When choices come from a Python Enum, the IR captures only the values.
Protean's field resolution discards the class reference.
Callable defaults.
Callables are not JSON-serializable. The sentinel "<callable>" indicates a
default exists without revealing what it produces.
Float serialization.
Python's json.dumps() is the reference serializer. 0.0 serializes as
0.0 (not 0), preserving type distinction across Python 3.11+.

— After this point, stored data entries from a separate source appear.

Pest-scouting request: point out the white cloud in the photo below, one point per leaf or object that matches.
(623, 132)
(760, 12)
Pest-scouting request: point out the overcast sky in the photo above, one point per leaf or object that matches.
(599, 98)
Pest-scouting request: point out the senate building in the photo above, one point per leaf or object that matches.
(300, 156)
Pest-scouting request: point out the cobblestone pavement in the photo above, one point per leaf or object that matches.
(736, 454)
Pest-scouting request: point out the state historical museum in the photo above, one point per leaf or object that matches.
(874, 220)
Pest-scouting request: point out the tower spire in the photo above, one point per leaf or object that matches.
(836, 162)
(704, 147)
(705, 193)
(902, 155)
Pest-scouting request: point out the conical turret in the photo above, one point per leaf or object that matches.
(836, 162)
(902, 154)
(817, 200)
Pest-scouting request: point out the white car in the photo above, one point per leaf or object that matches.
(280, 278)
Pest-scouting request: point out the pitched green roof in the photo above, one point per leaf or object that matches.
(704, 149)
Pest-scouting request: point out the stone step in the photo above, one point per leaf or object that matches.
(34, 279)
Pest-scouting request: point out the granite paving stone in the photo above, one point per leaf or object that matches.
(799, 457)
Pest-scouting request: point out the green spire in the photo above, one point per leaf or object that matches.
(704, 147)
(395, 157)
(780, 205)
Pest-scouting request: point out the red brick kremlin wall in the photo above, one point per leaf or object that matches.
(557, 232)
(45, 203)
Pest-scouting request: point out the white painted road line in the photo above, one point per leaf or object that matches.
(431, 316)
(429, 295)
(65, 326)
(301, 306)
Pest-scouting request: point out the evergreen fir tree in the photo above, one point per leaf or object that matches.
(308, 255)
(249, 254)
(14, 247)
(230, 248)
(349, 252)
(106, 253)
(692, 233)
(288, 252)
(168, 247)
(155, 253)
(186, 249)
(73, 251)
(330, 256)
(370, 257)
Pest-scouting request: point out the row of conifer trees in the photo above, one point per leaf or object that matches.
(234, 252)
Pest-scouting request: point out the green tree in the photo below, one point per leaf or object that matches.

Value Objects Across Aggregates
A VO declared part_of=Order appears in the Order cluster, even if Payment
also references it. The Payment field references the VO by FQN — cross-cluster
references are valid. Standalone VOs (part_of=None) appear only in the
elements index.
Diagnostics in Checksum
Diagnostics are deterministic (same domain = same diagnostics) and included in the checksum. Upgrading Protean may introduce new diagnostic rules, changing the checksum. The expected workflow: upgrade → regenerate IR → review diff → commit.
JSON Schema
The complete JSON Schema (Draft 2020-12) for IR v0.1.0 is available at:
- In the package:
protean.ir.SCHEMA_PATH(src/protean/ir/schema/v0.1.0/schema.json) - Canonical URL:
https://protean.dev/ir/v0.1.0/schema.json
Reference Examples
Two reference IR documents are included in the package at
protean.ir.EXAMPLES_DIR:
-
Fidelis (
fidelis-ir.json): A banking domain with an event-sourcedAccountaggregate, demonstrating apply handlers, compliance event handlers, and a diagnostic warning for an unhandled event. -
Ordering (
ordering-ir.json): An e-commerce domain with two aggregates (OrderandPayment), demonstrating entities, value objects, fact events, a cross-aggregate process manager, projections with queries, and an external subscriber.